Les voix de Rondine.

  • “Je peux avoir confiance”

    Où: Rondine Cittadella della Pace

    Quand: 1998

    Qui: Ilias, étudiant tchétchène, et Franco Vaccari, président de Rondine

    «M. le Président, puis-je vous dire quelque chose? J’ai compris que je peux avoir confiance!»
    «Dis-donc, il a fallut un an pour le comprendre?»
    «Oui, je croyais que tôt ou tard vous m’auriez présenté l’addition, que vous m’auriez demandé d’abandonner l’islam pour devenir chrétien. Mais maintenant, j’ai compris: cette addition, vous ne me la présenterez jamais.»

  • Le lave-linge

    Où: Rondine Cittadella della Pace

    Quand: 1999

    Qui: Les premiers étudiants tchétchènes et Franco Vaccari, président de Rondine

    «M. le Président, nous voulons partir.»
    «Pourquoi?»
    «Nous ne voulons plus utiliser le même lave-linge que les jeunes russes, laver nos vêtements dans leur eau sale.»
    «Après un an de cohabitation et toutes ces belles déclarations sur la paix, vous voulez tout faire voler en éclats pour un lave-linge?»
    «Oui, ou vous nous procurez un autre lave-linge ou nous partons.»
    «Alors allez-vous-en.

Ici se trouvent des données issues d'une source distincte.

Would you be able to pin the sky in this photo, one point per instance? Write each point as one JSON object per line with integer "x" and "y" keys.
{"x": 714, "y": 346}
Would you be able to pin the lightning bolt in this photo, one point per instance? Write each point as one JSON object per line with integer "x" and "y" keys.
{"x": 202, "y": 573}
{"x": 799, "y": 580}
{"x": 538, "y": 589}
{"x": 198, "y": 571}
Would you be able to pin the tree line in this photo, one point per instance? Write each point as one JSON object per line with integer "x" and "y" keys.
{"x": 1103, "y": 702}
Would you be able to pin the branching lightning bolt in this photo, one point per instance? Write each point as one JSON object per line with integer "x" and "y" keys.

Rondine n’est pas faite pour les déclarations devant les micros. Elle est faite pour des jeunes qui sont disposés à laver leur linge dans l’eau sale de leurs ennemis.»

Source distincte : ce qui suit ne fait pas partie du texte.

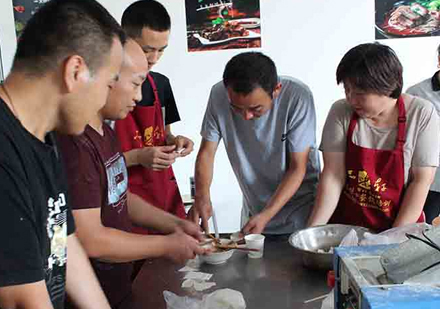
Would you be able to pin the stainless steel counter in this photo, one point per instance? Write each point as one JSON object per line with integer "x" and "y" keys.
{"x": 278, "y": 280}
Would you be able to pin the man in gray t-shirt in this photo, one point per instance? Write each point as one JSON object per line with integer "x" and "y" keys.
{"x": 268, "y": 126}
{"x": 429, "y": 89}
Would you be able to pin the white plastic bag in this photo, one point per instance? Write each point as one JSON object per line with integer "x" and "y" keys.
{"x": 329, "y": 301}
{"x": 220, "y": 299}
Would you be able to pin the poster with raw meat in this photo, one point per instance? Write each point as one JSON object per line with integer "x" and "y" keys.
{"x": 23, "y": 10}
{"x": 222, "y": 24}
{"x": 403, "y": 19}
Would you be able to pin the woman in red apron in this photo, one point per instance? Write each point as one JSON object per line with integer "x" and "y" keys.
{"x": 366, "y": 185}
{"x": 144, "y": 127}
{"x": 374, "y": 185}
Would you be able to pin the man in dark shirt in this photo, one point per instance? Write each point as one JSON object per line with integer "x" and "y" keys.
{"x": 102, "y": 206}
{"x": 68, "y": 56}
{"x": 145, "y": 135}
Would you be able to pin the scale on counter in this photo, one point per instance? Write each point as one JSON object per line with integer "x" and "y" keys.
{"x": 389, "y": 276}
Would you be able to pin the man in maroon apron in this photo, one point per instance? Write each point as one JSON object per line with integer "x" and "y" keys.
{"x": 378, "y": 161}
{"x": 145, "y": 135}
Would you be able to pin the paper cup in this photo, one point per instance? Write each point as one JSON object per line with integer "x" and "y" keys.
{"x": 255, "y": 241}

  • Des drapeaux pour prier, non pas à brûler

    Où: Rondine Cittadella della Pace

    Quand: 2012

    Qui: Rabee, étudiant palestinien

    Ce jour-là, à le Studentato Internazionale – World House, la tension était à son comble: de nouveaux bombardements frappaient la Bande de Gaza, enclave palestinienne coincée entre la frontière israélienne et la Méditerranée.
    Une fois la nuit tombée, mon camarade israélien Yoav, d’autre jeunes venant du Moyen-Orient et moi, nous nous sommes retrouvés devant les drapeaux qui accueillent les nouveaux arrivants à la Citadelle de la Paix et qui représentent les pays d’origine des étudiants de Rondine. Nous avons allumé des bougies et avons prié en silence, chacun selon sa propre religion. Pour la vie de nos proches.
    Ensuite, nous avons commencé à parler de notre conflit, nous avons continué jusque tard dans la nuit. C’est ainsi qu’a débuté le dialogue.

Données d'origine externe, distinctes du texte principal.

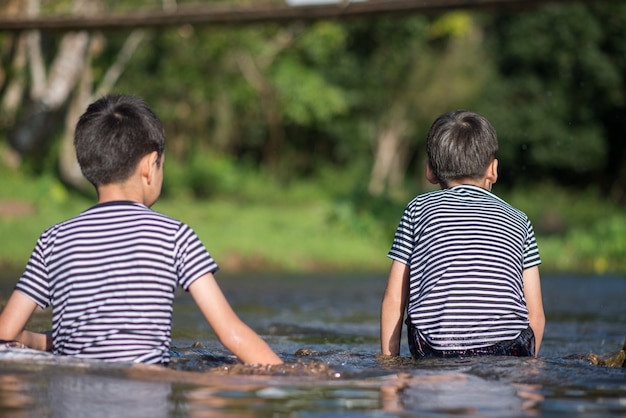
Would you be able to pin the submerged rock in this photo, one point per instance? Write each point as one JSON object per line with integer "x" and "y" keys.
{"x": 609, "y": 360}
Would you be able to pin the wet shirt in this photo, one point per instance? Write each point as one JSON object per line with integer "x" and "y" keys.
{"x": 467, "y": 250}
{"x": 110, "y": 275}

  • La paix n'est pas l'absence de conflits

    Où: Rondine Cittadella della Pace

    Quand: 2016

    Qui: Ulwiia, étudiante azerbaïdjanaise

    J’étais en train de rentrer à Rondine depuis l’Université, lorsque j’ai reçu un message audio de mon frère. J’entendais mal, je me souviens seulement de ces mots: «Appelle maman plus souvent, nous on est déjà partis au front». Je ne me souviens pas de comment j’ai fait pour arriver de Florence à Rondine.
    Alors que je montais la rue qui mène à la Citadelle de la Paix, je me suis souvenue des mots que ma mère me répétait toujours lorsque j’étais petite: «S’il n’y avait pas ces Arméniens, notre vie serait meilleure». Je marchais et en même temps je me répétais: «S’il n’y avait pas ces Arméniens…»
    En haut de la montée, j’ai rencontré un autre étudiant de Rondine, un Arménien. Nous ne nous sommes pas dit bonjour. Nous nous regardions droit dans les yeux. Dans les siens j’ai vu ma propre peur, la même rage, la haine que j’éprouvais dans mon cœur. Son frère aussi était à la frontière, en guerre.
    C’est à ce moment-là que j’ai compris ce qu’est la paix pour moi: moi qui m’inquiète pour le frère de mon ennemi, pour sa mère et pour ses proches qui pleurent de l’autre côté du conflit. Comme les miens.
    Cette accolade sans rejeter la faute sur personne.